その17の続き。
二年二月、赦天下。
五威將帥七十二人還奏事、漢諸侯王為公者、悉上璽綬為民、無違命者。封將為子、帥為男。
初設六筦之令。命縣官酤酒、賣鹽鐵器、鑄錢、諸采取名山大澤衆物者税之。又令市官收賤賣貴、賒貸予民、收息百月三。犧和置酒士、郡一人、乗傳督酒利。
禁民不得挾弩鎧、徙西海。
匈奴單于求故璽、莽不與、遂寇邊郡、殺略吏民。
(『漢書』巻九十九中、王莽伝中)
- 始建国二年(紀元10年)
始建国二年二月、天下に恩赦令を下した。
五威将・帥七十二人が帰還し、漢の諸侯王で公になった者はみな璽綬を献上して民となり、命令に逆らう者は無かったと報告した。五威将を子爵に封じ、帥を男爵に封じた。
初めて六種を管理する命令を儲けた。酒・塩・鉄器販売、貨幣鋳造、名のある山や沢から獲れる物に税をかけた。
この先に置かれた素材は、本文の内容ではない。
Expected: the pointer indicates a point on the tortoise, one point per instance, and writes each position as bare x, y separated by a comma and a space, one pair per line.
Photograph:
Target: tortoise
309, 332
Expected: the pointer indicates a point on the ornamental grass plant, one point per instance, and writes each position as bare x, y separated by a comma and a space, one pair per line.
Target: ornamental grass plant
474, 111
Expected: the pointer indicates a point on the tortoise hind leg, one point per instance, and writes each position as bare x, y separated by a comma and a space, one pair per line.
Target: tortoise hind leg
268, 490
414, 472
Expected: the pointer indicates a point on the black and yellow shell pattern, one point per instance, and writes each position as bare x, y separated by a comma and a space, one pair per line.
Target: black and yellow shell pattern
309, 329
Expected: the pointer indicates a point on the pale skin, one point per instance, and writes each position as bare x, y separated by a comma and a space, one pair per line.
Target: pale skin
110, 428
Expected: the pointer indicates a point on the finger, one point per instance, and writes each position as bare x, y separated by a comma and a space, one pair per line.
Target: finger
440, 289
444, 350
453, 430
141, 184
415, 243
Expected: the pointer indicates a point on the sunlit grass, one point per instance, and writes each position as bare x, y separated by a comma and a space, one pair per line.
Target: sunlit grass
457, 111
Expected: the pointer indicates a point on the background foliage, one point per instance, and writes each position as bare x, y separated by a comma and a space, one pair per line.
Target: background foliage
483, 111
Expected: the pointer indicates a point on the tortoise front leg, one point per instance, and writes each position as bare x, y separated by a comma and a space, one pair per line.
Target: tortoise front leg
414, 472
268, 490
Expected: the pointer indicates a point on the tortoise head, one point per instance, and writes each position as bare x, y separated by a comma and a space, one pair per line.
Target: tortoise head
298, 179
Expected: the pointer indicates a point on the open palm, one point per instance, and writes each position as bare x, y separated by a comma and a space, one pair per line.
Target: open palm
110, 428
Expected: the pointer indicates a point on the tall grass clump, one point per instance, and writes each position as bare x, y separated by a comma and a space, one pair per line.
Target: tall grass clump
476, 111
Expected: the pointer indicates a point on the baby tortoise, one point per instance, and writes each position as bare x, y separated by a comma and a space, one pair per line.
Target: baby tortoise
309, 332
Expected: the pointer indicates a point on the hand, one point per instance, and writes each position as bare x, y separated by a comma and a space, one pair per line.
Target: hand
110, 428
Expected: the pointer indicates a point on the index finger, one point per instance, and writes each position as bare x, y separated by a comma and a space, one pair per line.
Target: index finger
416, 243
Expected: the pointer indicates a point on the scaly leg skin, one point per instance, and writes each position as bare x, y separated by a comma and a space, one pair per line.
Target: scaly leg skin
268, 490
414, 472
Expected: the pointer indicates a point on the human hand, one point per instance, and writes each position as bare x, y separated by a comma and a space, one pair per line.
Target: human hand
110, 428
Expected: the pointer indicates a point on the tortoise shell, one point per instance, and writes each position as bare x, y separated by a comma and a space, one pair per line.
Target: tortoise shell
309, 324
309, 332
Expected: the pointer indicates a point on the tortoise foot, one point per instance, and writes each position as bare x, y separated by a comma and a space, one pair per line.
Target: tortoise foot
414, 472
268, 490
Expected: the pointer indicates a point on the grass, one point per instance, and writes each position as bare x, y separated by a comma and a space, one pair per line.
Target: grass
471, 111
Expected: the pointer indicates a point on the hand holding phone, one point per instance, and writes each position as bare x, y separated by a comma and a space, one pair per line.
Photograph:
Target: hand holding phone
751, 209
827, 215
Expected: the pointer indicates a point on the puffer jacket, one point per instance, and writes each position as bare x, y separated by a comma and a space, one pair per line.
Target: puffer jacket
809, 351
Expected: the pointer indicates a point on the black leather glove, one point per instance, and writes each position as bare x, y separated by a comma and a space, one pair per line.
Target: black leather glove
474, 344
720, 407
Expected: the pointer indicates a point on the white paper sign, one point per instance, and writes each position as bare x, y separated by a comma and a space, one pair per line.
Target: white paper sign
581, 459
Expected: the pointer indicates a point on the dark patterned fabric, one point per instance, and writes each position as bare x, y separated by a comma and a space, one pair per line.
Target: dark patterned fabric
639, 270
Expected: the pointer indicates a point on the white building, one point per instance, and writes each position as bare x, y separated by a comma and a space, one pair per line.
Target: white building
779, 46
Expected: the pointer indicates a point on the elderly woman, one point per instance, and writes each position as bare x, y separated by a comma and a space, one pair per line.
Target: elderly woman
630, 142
また市場の監督官に安く収めて高く売らせ、民に百銭を貸して月三銭の利息を取るようにさせた。
また犧和の属官として酒士を郡ごとに一人置き、早馬に乗って酒の専売利益を監督させた。
民に弩や鎧を所持するのを禁じ、違反者を西海郡に強制移住させた。
五威将は12人で、将ごとに帥が6人いたということなので、全部で72人だったようだ。
民に100銭を貸しつけて月3銭の利息ということだが、一年では利息は36銭ということになる。
つまり年利36%だ。現代日本人から見るとグレーゾーン金利を超えているようにしか思えないが、当時の感覚でこの金利が暴利なのか、それともむしろ優しいくらいだったのか、ここだけではイマイチわからない。
そして案の定暴れ出す匈奴。早くも新王朝の綻びが表面化しだした。